Bo zaraz po sesji (jedna poprawka we wrześniu, zjebana sprawa, przecież umiałam
więcej niż niektórzy, którym się udało (to dobre słowo "udało") czekała mnie przeprowadzka
na inne osiedle, inny pokój na okres wakacji. Czyli nie wróciłam do domu.

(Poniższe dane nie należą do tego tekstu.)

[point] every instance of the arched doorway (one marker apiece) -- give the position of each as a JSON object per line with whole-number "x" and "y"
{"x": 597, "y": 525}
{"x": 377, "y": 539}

Nadal jestem z Nim,
nadal mieszkam w tym mieście, zapierdalam w pracy, która niszczy mnie fizycznie i psychicznie,
ale chyba zdążyłyście zauważyć, że mam skłonności masochistyczne.
Od sierpnia planuję zmienić pracę, żeby chociaż troszkę odpocząć.
Rodzice nawet nie zapytają smsem gdzie znalazłam pracę, co robię, gdzie mieszkam,
czy mam co jeść. Tylko w chwilach wolnych, gdy mam trochę czasu - zastanawiam się nad tym
i mi przykro. Bywa, tak?
Aha, waga. Trzyma się 61kg (171), mimo nie pilnowania żarcia, mimo picia większej ilości piwa.
Chcę schudnąć, wyszczuplić uda i brzuch.
Czuję, że przez to całe szaleństwo: studia-praca-on, zagubiłam siebie, tyle myśli w jednej głowie.
Dziś w nocy/jutro rano zobaczę co u Was. Chociaż zachęcam do pisania w komentarzach, t
aki krótki przegląd Waszego ostatniego miesiąca.
Mam nadzieję, że same pozytywy Was spotkały.